The 90s golden era is largely an invention of nostalgia and there’s plenty of cringeworthy examples from the past too, but it’s undeniable that budget cuts have impacted the quality of music videos. The days of feeding supermodels champagne by the crate during a million dollar trip to the Trinidad Carnival are long gone. But money shouldn’t limit creativity. The best clips can be shot with no budget on a stolen camcorder or a third-hand smartphone. Chief Keef rapping in his mother’s kitchen or flashing a UZI is more exciting than French Montana dapping Rick Ross for the sixth time.

A depressingly relevant illustration is Juicy J’s single “Ice.” The uninspired video fails to capitalise on three of the most charismatic major players in rap. The legendary Memphis misogynist rhyming alongside Dungeon Family’s emotional cyborg Future and the A$AP Mob’s sole creative Ferg sounds vibrant in theory. Unfortunately the clip, which premiered on Worldstar, doesn’t feature a frostbitten Future surrounded by mean-mugging snowmen. Cold, sterile and coma inducing, it barely packs anything interesting at all.

The trio unexplainably recite verses in a disused warehouse and on neon lit stairs. They fulfil the metaphor of wearing diamond-frosted jewellery (ice, geddit?) and for some reason lingerie babes pose seductively between scenes. In a storyboard that any armchair rap fan would have conjured in five minutes, the only quirky surprise is Juicy’s Brazzers t-shirt and a quick glimpse of celebrity jeweller TV Johnny.

Posted on popular blogs and delegated to page two within half a day, a new uninspired video is released as quickly as yesterday’s is forgotten. Nicki Minaj’s cartoonish booty showcase “Anaconda” sabotages attempted creativity by including excessive product placement. The hypersexual clip randomly features dancers in front of a huge sign for fruit-infused Moscato brand MYX Fusions, the detox tea MateFit, a Beats Pill speaker and VSX workout gear.

G-Unit might have gone independent, but they’re not doing much better. On recent track “Watch Me,” Eif Rivera resorts to his familiar method of using quick cut scene changes to disguise zero interesting concepts. Nausea inducing editing can’t compensate for the rapping in a hallway cliché or the cheesy drummer pretending to play the “rock inspired” beat.

Some modern artists do get it right though. Missy Elliot, involved in some of the most bizarre and well-choreographed visuals of all time, has recently directed two great flicks for her artist Sharaya J. Vice nailed a potential video of the year for Action Bronson’s “Easy Rider”.

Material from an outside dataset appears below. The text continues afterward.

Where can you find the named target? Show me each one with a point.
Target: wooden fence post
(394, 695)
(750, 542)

What most rap videos are missing is some unpredictability – a cool surprise or the willingness of the director to push the artist to do something different. Despite our unlimited appetite for content, some images don’t fade once the press cycle is finished. We remember Ghostface’s hat, T.I rapping in front of Shawty Lo’s projects and Pimp C burning dollar bills. Music videos should be treated as an art form not a necessary rehash of the same ideas.